Why do the Republican lawmakers want to suspend the Syrian refugee program?

Congressional Republicans, including House Speaker Paul Ryan, said there were grave reasons to fear that terrorists would be permitted to enter the country posing as refugees, according to the New York Times.

Michael McCaul (R-TX), the chairman of the House Homeland Security Committee, said he was drawing up legislation to suspend the refugee resettlement program.

“I call on you to temporarily suspend the admission of all additional Syrian refugees into the United States pending a full review of the Syrian refugee resettlement program,” Mr. McCaul wrote in a letter to Mr. Obama.

“Our nation has a proud tradition of welcoming refugees into our country, but in this particular case the high-threat environment demands that we move forward with greater caution,” Mr. McCaul added.

Who is in charge of the resettling refugees into the U.S.?

The Office of Refugee Resettlement (ORR) is the federal government agency charged with providing benefits and services to assist the resettlement and local integration of refugee populations. The ORR often works closely with non-governmental organizations, such as World Relief, in the relocation of refugees. Some of the ORR programs include Refugee Cash Assistance and Refugee Medical Assistance (for up to 8 months); Refugee Social Services, such as job and language training (for up to 5 years); and temporary custody and care to unaccompanied refugee children.

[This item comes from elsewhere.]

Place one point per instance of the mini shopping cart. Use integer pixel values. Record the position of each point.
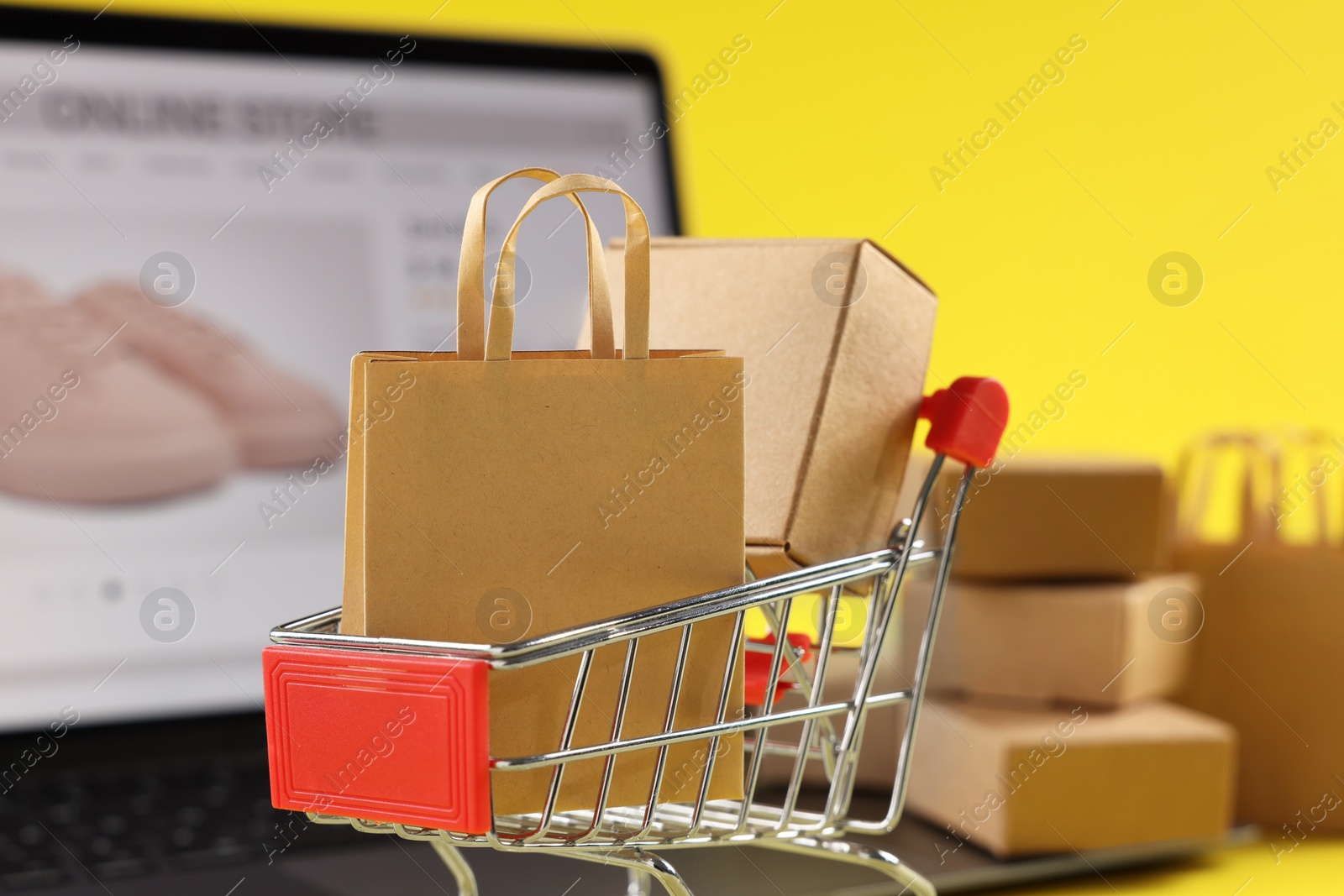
(324, 691)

Which state have refused to accept Syrians refugees?

The 27 states whose governors have said they will not accept Syrian refugees are: Alabama, Arizona, Arkansas, Florida, Georgia, Idaho, Illinois, Indiana, Iowa, Kansas, Louisiana, Maine, Massachusetts, Michigan, Mississippi, Nebraska, Nevada, New Hampshire, New Jersey, New Mexico, North Carolina, Ohio, Oklahoma, South Carolina, Tennessee, Texas, and Wisconsin.

Can governors refuse to accept refugees in their state?

Not exactly. According to the Refugee Act of 1980, resettlement efforts coordinated by the federal government “should be conducted in close cooperation and advance consultation with State and local governments” and “meet with representatives of State and local governments to plan and coordinate in advance of their arrival the appropriate placement of refugees among the various States and localities.”

Additionally, the law says, “With respect to the location of placement of refugees within a State, the Federal agency administering subsection (b)(1) shall, consistent with such policies and strategies and to the maximum extent possible, take into account recommendations of the State.”

So while the state and local governments can refuse to cooperate with the federal government, they can’t expressly forbid refugees from being allowed into their states.